Is this avoidable?
If I can't avoid it can I solve it?
You cannot avoid this from happening, but you can avoid it from impacting you. The way the hardware works will not change, so inevitably you will shade some fragments more than once. Up to some point, this does not matter.
Smaller triangles generally give a "better look", but with diminishing returns. At some point, even smaller triangles do not give any benefit any more, but theamount of doubly-shaded fragments figuratively explodes.
The solution is to draw everything at its proper level of detail, and for the artist this means to either generate a model that contains discrete levels of detail, or something that will gracefully downgrade with an on-the-fly LOD algorithm. Ideally, all triangles as seen on the screen are approximately the same size.
Your main character's or an enemy's model might very well have 25,000 triangles for the head only when you look straight into his eyes. These 25,000 triangles will cover 80-90% of the screen, so that is perfectly OK.

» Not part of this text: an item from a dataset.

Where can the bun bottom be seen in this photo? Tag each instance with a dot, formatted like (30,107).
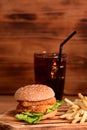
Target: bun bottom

On the other hand, the same model (head plus body) viewed at a virtual distance of 50 meters will cover an area of the screen coparable to your thumbnail, so it probably shouldn't have more than a few dozen or at most a hundred triangles. If a thumbnail-sized area on the monitor corresponds to 25,000 triangles, you're shading every fragment a thousand times and you gain no visual quality at all (in fact, it may very well cause nasty aliasing artefacts). If half of your screen consists of thumb-sized areas of thousands of triangles, you're in serious trouble.